Only later does she realize that she has jumped from the frying pan into the fire, for Hiroshi’s mother and sister are snobs of the first order.

No matter what Sugiko does, she does it wrong. This is very much a class issue, not a conflict between modern and traditional womanhood. The woman Hiroshi’s mother had arranged for him to marry wears western clothes, her skirts showing rather more leg than expected in the fashions of the time, and is such an active young woman Hiroshi calls her a tomboy. Sugiko, by contrast, is the perfect traditional wife, but she would be perfect only in a poorer household.

Eventually, she realizes Hiroshi does not have the strength to protect himself from them, much less protect her, so she leaves him so that they both can “think about their future.” He drives his car off the road and she returns to see him in the hospital, but in the most modern move of all, she simply says goodbye, and then leaves.

vlcsnap-2018-09-01-16h24m15s842

Sugiko’s determination

It’s not quite Nora slamming the door, but it is remarkable. Not only does Sugiko determine to return to making her own way in the world, but she and Naruse (and his writers) also reject any hint of romance or sentimentality along the way. There is no deathbed reunion, no tearful farewell, no promise of new understanding and welcome from the rest of the family. It falls into that strong Japanese tradition of realism where, even with the best of intentions, no one really gets a happy ending.
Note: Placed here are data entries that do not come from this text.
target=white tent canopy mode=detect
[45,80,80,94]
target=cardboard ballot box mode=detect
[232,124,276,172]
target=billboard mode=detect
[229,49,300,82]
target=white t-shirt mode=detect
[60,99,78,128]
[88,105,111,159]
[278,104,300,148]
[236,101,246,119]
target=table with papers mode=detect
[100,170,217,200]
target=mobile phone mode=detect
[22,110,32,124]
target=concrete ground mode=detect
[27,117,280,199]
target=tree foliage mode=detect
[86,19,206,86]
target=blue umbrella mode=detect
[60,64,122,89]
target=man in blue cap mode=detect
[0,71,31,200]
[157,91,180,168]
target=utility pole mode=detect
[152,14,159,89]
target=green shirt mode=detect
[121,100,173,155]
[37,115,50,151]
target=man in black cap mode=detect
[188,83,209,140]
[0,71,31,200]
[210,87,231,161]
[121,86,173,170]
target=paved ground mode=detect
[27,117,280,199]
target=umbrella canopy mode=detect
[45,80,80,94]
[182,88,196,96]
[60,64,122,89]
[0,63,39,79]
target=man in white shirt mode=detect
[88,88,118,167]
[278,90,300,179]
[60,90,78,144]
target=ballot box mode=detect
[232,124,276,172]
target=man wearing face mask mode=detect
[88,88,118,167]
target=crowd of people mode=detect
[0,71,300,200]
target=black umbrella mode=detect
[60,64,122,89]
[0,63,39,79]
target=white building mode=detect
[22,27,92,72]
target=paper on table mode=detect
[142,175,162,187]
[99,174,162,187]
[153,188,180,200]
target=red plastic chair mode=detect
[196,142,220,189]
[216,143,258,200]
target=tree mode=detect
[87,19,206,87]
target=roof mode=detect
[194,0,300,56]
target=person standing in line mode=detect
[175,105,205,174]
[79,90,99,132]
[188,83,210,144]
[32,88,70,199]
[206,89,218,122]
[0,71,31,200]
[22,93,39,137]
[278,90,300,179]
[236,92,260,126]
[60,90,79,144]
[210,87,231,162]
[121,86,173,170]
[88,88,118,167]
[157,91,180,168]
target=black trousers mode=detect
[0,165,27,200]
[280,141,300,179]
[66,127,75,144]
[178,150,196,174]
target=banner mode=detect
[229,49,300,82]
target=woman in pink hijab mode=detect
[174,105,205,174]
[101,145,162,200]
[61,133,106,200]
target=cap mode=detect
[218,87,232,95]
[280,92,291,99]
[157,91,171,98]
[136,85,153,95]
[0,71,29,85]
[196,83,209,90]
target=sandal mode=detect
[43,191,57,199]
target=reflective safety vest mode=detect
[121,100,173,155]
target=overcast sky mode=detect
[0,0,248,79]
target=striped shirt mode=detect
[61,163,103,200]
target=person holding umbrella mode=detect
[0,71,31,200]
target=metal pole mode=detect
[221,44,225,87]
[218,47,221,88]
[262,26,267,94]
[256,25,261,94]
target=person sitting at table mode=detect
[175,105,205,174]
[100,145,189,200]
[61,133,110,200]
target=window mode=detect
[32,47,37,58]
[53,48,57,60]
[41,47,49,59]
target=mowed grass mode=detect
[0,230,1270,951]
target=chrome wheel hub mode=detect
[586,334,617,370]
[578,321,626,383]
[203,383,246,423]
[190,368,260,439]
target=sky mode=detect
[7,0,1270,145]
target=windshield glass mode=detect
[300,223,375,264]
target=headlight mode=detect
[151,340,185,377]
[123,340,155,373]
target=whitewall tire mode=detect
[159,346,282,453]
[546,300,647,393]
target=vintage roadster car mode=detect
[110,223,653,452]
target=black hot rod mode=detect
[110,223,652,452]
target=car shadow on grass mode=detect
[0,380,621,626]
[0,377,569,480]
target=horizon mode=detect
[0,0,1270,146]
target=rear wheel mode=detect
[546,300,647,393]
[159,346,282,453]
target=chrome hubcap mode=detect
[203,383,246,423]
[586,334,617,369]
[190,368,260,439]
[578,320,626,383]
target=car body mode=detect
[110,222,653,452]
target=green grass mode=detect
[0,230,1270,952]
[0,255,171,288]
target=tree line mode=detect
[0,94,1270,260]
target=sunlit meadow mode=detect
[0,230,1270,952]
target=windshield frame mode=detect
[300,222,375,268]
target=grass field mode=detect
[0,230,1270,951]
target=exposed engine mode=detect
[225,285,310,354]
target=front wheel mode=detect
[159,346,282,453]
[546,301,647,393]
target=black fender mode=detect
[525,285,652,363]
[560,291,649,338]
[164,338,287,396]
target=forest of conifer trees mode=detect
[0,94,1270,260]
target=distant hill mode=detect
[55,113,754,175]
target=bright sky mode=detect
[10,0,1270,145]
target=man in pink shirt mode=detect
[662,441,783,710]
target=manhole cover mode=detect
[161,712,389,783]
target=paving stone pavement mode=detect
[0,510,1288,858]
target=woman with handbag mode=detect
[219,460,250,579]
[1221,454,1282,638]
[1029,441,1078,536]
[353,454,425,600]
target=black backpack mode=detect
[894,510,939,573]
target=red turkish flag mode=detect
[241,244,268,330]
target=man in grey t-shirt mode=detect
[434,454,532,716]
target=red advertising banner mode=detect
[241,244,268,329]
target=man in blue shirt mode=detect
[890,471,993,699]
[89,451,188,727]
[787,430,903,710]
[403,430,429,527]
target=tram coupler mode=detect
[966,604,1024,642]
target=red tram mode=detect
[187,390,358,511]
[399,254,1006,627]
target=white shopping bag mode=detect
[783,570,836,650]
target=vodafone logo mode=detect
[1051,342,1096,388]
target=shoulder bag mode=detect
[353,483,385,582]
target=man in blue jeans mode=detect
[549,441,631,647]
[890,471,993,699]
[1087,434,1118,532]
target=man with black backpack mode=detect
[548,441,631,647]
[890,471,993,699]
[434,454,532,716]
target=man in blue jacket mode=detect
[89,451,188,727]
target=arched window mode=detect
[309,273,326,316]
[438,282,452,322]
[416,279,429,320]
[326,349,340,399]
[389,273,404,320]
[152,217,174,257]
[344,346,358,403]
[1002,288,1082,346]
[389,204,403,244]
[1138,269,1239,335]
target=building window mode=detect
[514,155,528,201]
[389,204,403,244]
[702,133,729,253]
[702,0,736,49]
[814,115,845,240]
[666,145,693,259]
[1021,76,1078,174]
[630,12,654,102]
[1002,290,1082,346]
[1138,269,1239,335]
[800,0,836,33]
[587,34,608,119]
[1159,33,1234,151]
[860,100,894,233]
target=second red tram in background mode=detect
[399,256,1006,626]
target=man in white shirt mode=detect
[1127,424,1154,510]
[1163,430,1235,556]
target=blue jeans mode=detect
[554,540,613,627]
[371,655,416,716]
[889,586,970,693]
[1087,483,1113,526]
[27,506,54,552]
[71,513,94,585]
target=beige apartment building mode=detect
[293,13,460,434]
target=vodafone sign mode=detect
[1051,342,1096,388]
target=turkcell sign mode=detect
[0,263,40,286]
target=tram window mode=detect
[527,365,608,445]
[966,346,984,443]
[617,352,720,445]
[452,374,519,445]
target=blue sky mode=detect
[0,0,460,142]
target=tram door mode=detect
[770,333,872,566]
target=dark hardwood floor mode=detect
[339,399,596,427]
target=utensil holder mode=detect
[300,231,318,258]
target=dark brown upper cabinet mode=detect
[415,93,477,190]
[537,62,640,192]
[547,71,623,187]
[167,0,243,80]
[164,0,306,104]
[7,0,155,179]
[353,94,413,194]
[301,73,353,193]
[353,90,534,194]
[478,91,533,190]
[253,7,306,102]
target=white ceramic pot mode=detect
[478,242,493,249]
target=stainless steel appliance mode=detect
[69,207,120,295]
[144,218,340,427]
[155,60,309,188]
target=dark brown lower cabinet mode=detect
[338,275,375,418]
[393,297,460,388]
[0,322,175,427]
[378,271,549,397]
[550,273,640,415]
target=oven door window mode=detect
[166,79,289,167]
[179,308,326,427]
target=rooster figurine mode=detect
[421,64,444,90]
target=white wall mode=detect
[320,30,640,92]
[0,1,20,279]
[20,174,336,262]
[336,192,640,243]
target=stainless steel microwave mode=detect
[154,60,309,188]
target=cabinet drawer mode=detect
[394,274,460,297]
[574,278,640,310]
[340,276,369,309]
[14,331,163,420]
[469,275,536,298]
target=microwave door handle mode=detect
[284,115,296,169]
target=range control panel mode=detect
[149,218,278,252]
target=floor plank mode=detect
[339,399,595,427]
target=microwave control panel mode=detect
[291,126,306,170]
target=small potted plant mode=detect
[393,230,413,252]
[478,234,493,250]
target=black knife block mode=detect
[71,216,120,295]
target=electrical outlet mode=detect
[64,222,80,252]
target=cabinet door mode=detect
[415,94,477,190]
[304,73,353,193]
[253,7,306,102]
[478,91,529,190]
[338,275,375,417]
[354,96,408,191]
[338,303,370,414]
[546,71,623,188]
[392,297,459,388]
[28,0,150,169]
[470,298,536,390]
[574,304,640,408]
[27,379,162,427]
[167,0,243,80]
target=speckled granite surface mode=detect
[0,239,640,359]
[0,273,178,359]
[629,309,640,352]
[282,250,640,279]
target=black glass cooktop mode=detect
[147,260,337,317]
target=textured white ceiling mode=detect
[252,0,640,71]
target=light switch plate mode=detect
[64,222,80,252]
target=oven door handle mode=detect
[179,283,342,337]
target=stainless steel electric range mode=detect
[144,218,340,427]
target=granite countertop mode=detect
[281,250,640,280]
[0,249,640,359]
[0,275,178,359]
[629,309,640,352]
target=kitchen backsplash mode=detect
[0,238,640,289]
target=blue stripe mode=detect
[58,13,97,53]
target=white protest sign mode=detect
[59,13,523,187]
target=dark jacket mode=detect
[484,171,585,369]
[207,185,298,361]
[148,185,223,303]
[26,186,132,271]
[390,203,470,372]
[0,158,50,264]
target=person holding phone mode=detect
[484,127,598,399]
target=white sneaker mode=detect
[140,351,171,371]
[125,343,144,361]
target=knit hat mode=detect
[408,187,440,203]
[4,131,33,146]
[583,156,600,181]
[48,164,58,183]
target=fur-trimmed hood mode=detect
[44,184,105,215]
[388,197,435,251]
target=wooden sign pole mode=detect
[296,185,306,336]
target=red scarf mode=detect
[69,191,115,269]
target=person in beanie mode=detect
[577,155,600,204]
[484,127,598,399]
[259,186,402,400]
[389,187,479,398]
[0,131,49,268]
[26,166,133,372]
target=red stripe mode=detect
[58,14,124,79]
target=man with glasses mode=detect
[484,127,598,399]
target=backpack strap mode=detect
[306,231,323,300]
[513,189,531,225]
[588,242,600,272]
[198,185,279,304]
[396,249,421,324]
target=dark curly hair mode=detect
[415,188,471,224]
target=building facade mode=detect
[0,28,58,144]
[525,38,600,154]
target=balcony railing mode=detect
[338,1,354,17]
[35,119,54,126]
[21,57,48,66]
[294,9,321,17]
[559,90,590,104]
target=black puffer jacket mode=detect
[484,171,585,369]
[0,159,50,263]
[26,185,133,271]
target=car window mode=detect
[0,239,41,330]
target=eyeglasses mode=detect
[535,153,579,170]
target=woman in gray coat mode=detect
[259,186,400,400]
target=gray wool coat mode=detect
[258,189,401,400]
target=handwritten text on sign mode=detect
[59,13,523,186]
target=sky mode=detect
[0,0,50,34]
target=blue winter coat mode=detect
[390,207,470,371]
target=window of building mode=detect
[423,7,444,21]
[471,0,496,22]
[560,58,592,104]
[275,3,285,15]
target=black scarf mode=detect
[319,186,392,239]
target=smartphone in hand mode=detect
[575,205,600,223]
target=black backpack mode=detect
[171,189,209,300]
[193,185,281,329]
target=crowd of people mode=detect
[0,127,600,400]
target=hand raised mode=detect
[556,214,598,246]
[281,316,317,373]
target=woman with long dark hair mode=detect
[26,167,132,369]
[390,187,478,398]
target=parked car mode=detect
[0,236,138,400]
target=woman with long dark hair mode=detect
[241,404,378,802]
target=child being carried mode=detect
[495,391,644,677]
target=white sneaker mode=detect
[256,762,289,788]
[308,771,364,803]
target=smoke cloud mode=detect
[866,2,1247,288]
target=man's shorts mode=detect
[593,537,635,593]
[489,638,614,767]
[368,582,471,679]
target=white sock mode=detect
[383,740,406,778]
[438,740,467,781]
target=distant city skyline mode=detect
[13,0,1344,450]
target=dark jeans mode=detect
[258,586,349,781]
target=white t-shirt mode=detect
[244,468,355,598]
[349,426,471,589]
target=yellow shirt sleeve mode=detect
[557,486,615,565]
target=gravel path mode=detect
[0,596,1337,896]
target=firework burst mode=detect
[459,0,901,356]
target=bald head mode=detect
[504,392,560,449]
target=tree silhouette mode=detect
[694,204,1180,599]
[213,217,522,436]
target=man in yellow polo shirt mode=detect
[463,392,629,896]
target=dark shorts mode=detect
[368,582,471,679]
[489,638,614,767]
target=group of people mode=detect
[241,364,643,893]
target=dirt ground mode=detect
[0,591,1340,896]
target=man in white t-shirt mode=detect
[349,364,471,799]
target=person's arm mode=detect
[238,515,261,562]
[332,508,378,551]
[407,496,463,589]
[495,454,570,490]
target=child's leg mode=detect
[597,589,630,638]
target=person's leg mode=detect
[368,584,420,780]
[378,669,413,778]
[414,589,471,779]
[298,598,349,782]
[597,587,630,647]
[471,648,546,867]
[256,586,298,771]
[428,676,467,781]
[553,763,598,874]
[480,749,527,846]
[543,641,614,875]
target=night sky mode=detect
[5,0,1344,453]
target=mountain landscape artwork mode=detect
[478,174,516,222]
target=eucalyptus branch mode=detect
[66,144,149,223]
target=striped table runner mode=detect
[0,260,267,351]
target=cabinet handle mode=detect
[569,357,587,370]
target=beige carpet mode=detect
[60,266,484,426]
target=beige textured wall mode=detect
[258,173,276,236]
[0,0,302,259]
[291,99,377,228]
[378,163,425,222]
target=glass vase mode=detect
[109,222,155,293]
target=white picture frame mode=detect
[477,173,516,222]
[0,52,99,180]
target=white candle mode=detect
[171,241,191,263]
Sugiko’s fellow waitress takes the men up on the movie offer and realizes that even though it was quite a legitimate offer, the movie business is not all it seems to be. She does marry her boyfriend the struggling artist after he gets a job painting scenery, but that’s the closest we get to a romantic ending.

This is Naruse’s last silent movie,** and he takes a different approach than usual for him.  There are still tracking shots and some of the quick dolly-in moves for dramatic emphasis, but only occasionally. Otherwise, he makes what seem to be hundreds of different set-ups and cuts. Three decades later Oshima would become famous for as many as a thousand cuts in Violence at Noon. I’m not willing to go through and count the different set-ups and cuts here, but there are enough of them to stand comparison. Once Naruse started working with sound, the showy camerawork and editing of his silent features would gradually disappear until he became the great technician with no visible technique in his more famous films of the fifties.

There are stories that Naruse was in effect forced to make this movie by the studio head, but that is hard to believe based on the nature of the film itself. It does not look like the work of someone just going through the motions. Of the major directors of gendai-geki whose work has survived from this era, Naruse seems to have been the  most aware of the problems of class for his women without being in any way an obviously political film-maker. In that sense, this is much more typical of his over-all interests than are his early surviving sound films made at another studio.

  • * Perhaps it is purely a matter of the random way I’ve been going through my notes to start the blog, but Naruse seems to have made a remarkably high proportion of movies in which the plot hinges on a car accident.
  • ** There is a brief scene in which the boyfriend pretends to be a director on an empty set he has just finished painting. vlcsnap-2018-09-01-16h23m41s658Note how comparatively small the silent camera is and more significantly, how low the camera is placed, barely chest high for the operator and, since the actors are on a built up stage, barely reaching their waist when they are standing. This was something of a default position for Japanese movies long before Ozu made it his trademark, but we rarely get a “behind-the-scenes” look at the placement in practice.  And it is also interesting since Naruse actually uses this position only rarely in this particular film — he may have simply sneaked a shot of another director’s set.